Tiffany Thompson Teenagers In Love — ((install))

Tiffany held the earring in her palm, feeling the ghost weight of a summer that had ended before it was finished. She thought about the girl she’d been—freckled, hopeful, certain that love was a thing you could hold onto if you just tried hard enough. She thought about Lucas, somewhere out there, still writing poems on napkins.
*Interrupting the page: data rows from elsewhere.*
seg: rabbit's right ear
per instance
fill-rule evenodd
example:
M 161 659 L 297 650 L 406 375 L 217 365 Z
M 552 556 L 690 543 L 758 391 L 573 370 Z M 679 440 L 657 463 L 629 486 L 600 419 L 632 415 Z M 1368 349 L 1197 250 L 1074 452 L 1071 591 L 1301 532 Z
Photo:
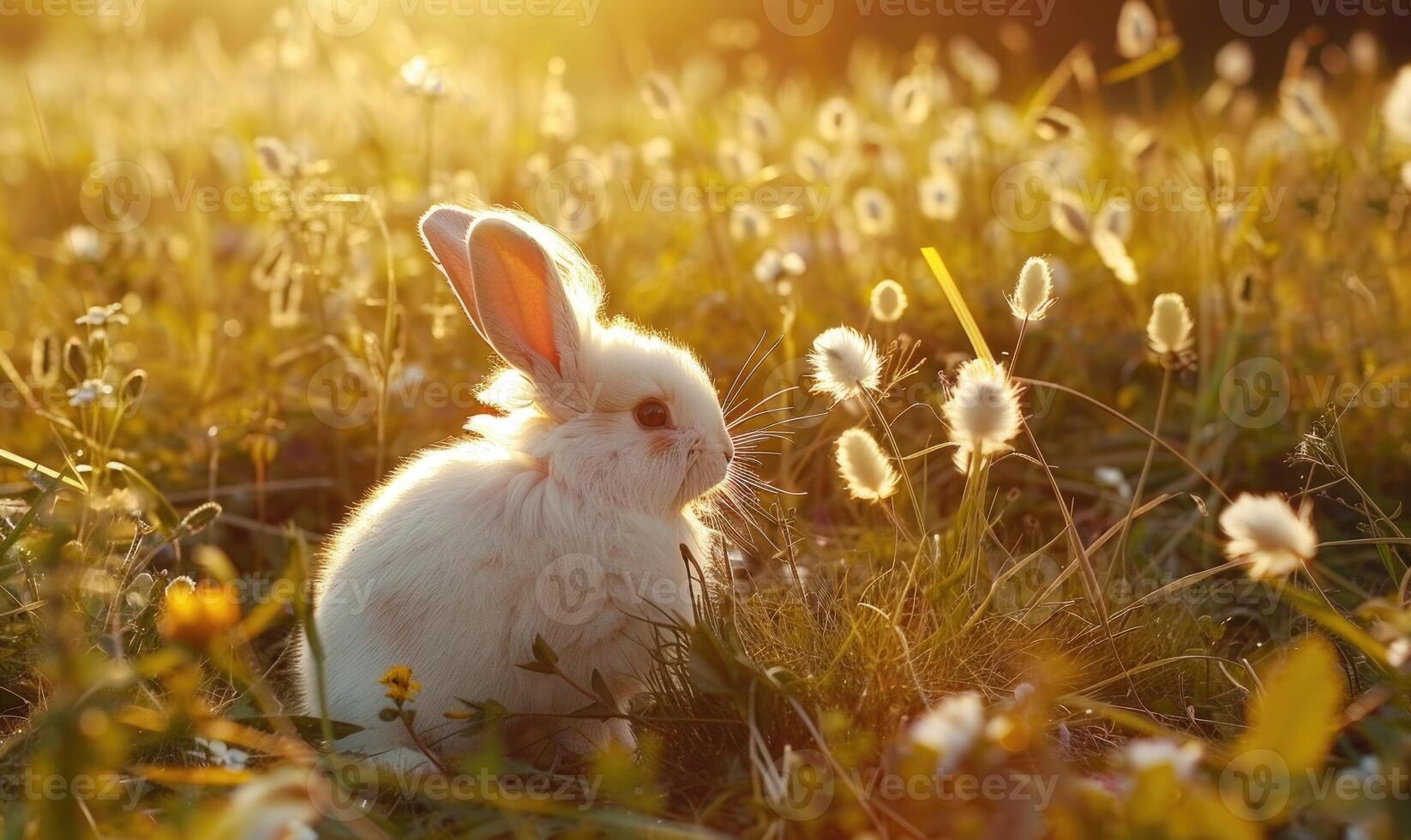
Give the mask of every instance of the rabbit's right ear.
M 481 326 L 495 352 L 540 385 L 571 380 L 579 320 L 559 270 L 533 236 L 508 219 L 481 219 L 470 229 L 470 264 Z
M 476 216 L 464 208 L 436 205 L 426 210 L 418 227 L 426 250 L 450 281 L 450 288 L 460 299 L 460 308 L 466 311 L 471 326 L 488 342 L 490 336 L 485 335 L 480 309 L 476 306 L 476 284 L 470 272 L 470 226 L 474 222 Z

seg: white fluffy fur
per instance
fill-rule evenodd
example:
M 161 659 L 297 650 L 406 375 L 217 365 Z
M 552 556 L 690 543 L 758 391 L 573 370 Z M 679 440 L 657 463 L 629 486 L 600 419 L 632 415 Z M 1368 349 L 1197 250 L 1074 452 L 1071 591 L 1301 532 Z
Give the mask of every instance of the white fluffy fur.
M 423 217 L 428 244 L 446 254 L 444 233 L 428 222 L 437 212 L 440 222 L 456 222 L 453 213 L 464 210 L 433 208 Z M 471 213 L 467 241 L 478 241 L 476 226 L 497 219 L 543 248 L 555 265 L 549 280 L 573 312 L 574 323 L 559 328 L 577 340 L 562 376 L 522 364 L 492 377 L 481 398 L 502 414 L 476 416 L 470 439 L 412 457 L 326 549 L 313 623 L 325 647 L 327 713 L 364 727 L 337 747 L 399 767 L 425 760 L 399 721 L 378 720 L 388 700 L 377 680 L 392 665 L 413 669 L 423 686 L 415 700 L 419 734 L 447 755 L 471 745 L 452 737 L 460 723 L 443 716 L 464 710 L 457 697 L 494 699 L 514 712 L 567 713 L 587 703 L 560 679 L 515 668 L 532 658 L 536 634 L 580 685 L 598 669 L 619 702 L 639 692 L 655 649 L 642 618 L 659 620 L 662 610 L 690 616 L 679 546 L 706 556 L 710 532 L 691 508 L 721 483 L 734 452 L 700 363 L 626 322 L 604 323 L 597 275 L 567 240 L 505 210 Z M 447 274 L 457 271 L 442 263 Z M 467 313 L 478 315 L 477 326 L 504 353 L 497 333 L 504 313 L 476 309 L 461 288 Z M 560 340 L 567 344 L 574 342 Z M 648 398 L 669 407 L 672 428 L 638 425 L 634 408 Z M 586 620 L 563 621 L 543 593 L 559 592 L 555 576 L 584 563 L 604 572 L 602 606 Z M 317 714 L 306 640 L 298 669 L 303 712 Z M 621 720 L 549 720 L 550 727 L 511 733 L 511 744 L 528 747 L 545 734 L 580 752 L 632 744 Z

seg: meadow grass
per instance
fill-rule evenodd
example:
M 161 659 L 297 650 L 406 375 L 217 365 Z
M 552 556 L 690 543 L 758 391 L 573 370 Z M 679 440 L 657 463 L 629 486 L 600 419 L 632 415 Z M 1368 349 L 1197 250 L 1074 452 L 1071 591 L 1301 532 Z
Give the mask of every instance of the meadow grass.
M 0 66 L 7 836 L 1411 832 L 1411 80 L 751 27 L 641 89 L 288 10 Z M 576 686 L 635 754 L 467 697 L 392 778 L 288 714 L 319 541 L 485 411 L 439 200 L 573 236 L 749 445 L 650 690 Z M 420 678 L 367 686 L 413 733 Z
Lucas was a new kind of creature. He’d moved from somewhere upstate, a place with actual mountains, not just the gentle hills of Fairview. He had shaggy dark hair that fell over his eyes and a way of leaning against things—the ticket booth, the tilt-a-whirl, the bleachers—as if he was too tired for the world. He was fixing a jammed Skee-Ball machine, his long fingers working the mechanism with a lazy precision. tiffany thompson teenagers in love

Last week, a package arrived at her door. No return address. Inside was a single silver hoop earring—the one that wasn’t hers—and a napkin with a poem written in faded blue ink. Tiffany held the earring in her palm, feeling

And just like that, the summer tilted on its axis. Lucas was a new kind of creature

Because she understood now what she hadn’t at sixteen: teenagers in love don’t get the ending. They get the beginning. The messy, magnificent, heartbreaking beginning that teaches you how to feel everything all at once. And if you’re lucky, it teaches you how to survive the feeling when it goes.

“I know,” he said, and a real smile broke through his tired-boy facade. It was crooked and a little shy. “But it was the only thing I could think of to say that wouldn’t sound completely stupid. Hi. I’m Lucas.”